The layout of this block in memory looks like the following:

 +--------------+
 |              |
 |    URL       |
 .              .
 .              .  512 characters worth
 .              .  (POSIX -> ASCII -> char)
 .              .  (Windows -> wide char -> wchar_t)
 .              .
 |              |
 +--------------+
 |  Comms T/O   |
 +--------------+
 |  Retry Total |
 +--------------+
 |  Retry Wait  |
 +--------------+

  | <- 4 bytes ->|

The common transport configuration block description can be found in the Meterpreter source.

TCP configuration values

At this time, there are no TCP-specific configuration values, as the common configuration block caters for all of the needs of TCP transports. This may change down the track.
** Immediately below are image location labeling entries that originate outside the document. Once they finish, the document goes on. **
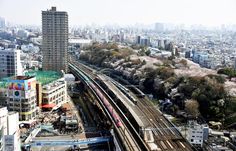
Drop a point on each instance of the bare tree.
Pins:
(191, 107)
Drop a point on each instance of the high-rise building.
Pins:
(9, 130)
(2, 23)
(55, 40)
(22, 97)
(159, 27)
(10, 64)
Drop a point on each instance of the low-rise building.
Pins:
(197, 133)
(9, 130)
(22, 96)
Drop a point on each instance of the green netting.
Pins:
(44, 77)
(3, 82)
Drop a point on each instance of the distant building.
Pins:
(143, 41)
(22, 97)
(159, 27)
(10, 63)
(55, 40)
(9, 127)
(22, 33)
(197, 133)
(54, 94)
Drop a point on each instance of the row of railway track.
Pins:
(166, 136)
(130, 143)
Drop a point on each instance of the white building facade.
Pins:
(54, 94)
(197, 133)
(9, 130)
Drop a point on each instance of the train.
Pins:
(108, 106)
(137, 91)
(106, 103)
(125, 91)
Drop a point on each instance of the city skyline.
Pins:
(129, 12)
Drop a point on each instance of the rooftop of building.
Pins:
(45, 77)
(22, 77)
(53, 85)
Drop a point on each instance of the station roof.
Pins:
(45, 77)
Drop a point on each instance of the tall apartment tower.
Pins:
(55, 40)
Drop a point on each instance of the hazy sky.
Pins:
(208, 12)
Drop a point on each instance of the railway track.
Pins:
(166, 136)
(123, 131)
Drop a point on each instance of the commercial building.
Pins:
(2, 23)
(10, 64)
(22, 96)
(54, 94)
(55, 40)
(197, 133)
(9, 130)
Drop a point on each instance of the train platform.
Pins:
(136, 113)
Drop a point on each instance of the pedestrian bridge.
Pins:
(88, 141)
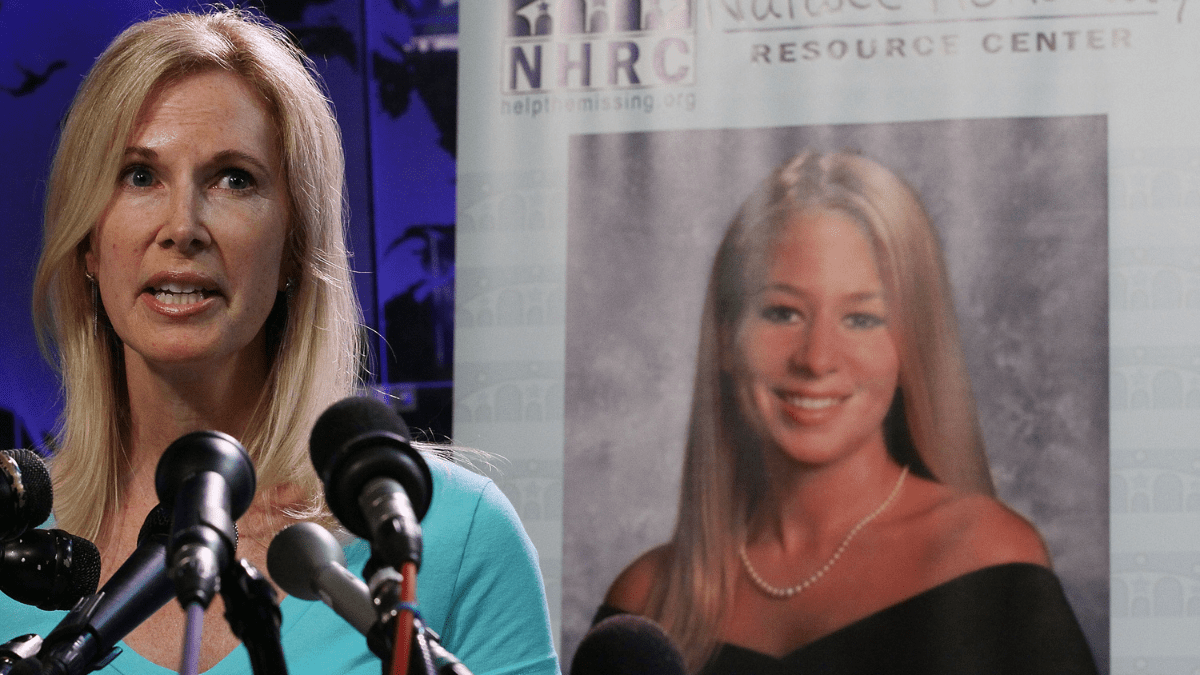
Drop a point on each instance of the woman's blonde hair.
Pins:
(933, 424)
(313, 329)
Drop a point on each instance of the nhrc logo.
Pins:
(593, 45)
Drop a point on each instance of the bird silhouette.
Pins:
(34, 79)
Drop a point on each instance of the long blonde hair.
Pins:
(933, 423)
(313, 333)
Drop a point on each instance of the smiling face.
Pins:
(189, 251)
(813, 358)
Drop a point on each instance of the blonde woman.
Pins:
(837, 512)
(195, 276)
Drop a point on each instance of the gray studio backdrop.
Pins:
(1021, 208)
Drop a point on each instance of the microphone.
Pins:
(25, 493)
(18, 649)
(49, 568)
(627, 645)
(84, 639)
(377, 485)
(209, 479)
(307, 562)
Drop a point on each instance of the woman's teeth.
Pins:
(811, 404)
(179, 294)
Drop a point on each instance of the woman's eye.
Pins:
(235, 179)
(862, 321)
(138, 177)
(779, 314)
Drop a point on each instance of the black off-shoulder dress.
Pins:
(1003, 620)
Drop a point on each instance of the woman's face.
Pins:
(814, 358)
(189, 251)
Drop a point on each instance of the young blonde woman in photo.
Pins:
(837, 512)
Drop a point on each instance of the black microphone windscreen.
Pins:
(347, 419)
(84, 572)
(627, 645)
(35, 485)
(48, 568)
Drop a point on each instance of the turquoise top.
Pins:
(479, 587)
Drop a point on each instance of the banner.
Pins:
(606, 145)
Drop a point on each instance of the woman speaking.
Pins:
(195, 276)
(837, 512)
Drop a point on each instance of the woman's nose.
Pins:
(816, 352)
(185, 228)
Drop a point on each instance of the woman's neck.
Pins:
(809, 506)
(167, 401)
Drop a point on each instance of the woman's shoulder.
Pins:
(969, 531)
(631, 590)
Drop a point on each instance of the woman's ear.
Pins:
(89, 257)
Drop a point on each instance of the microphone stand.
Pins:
(255, 616)
(427, 656)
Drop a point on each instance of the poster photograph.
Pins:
(1020, 209)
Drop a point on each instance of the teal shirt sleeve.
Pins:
(480, 586)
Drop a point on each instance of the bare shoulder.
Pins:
(631, 590)
(959, 532)
(977, 531)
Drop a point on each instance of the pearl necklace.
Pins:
(784, 593)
HTTP/S configuration values

HTTP and HTTPS connections have a number of extra configuration values that are required in order to make it function correctly in various environments. Those values are:

  • Proxy host - In environments where proxies are required to be set manually, this field contains the detail of the proxy to use. The field is 128 characters in size (wchar_t only, given that we don't yet have HTTP/S transport in POSIX), and can be in one of the following formats:
    • http://<proxy ip>:<proxy port> in the case of HTTP proxies.
    • socks=<socks ip>:<sock port> in the case of socks proxies.
  • Proxy user name - Some proxies require authentication. In such cases, this value contains the username that should be used to authenticate with the given proxy. This field is 64 characters in size (wchar_t).
  • Proxy password - This value will accompany the user name field in the case where proxy authentication is required. It contains the password used to authenticate with the proxy and is also 64 characters in size (wchar_t).
  • User agent string - Customisable user agent string. This changes the user agent that is used when HTTP/S requests are made to Metasploit. This field is 256 characters in size (wchar_t).
  • Expected SSL certificate hash - Meterpreter has the capability of validating the SSL certificate that Metasploit presents when using HTTPS. This value contains the 20-byte SHA1 hash of the expected certificate. For more information, please read the SSL certificate validation documentation (link coming soon).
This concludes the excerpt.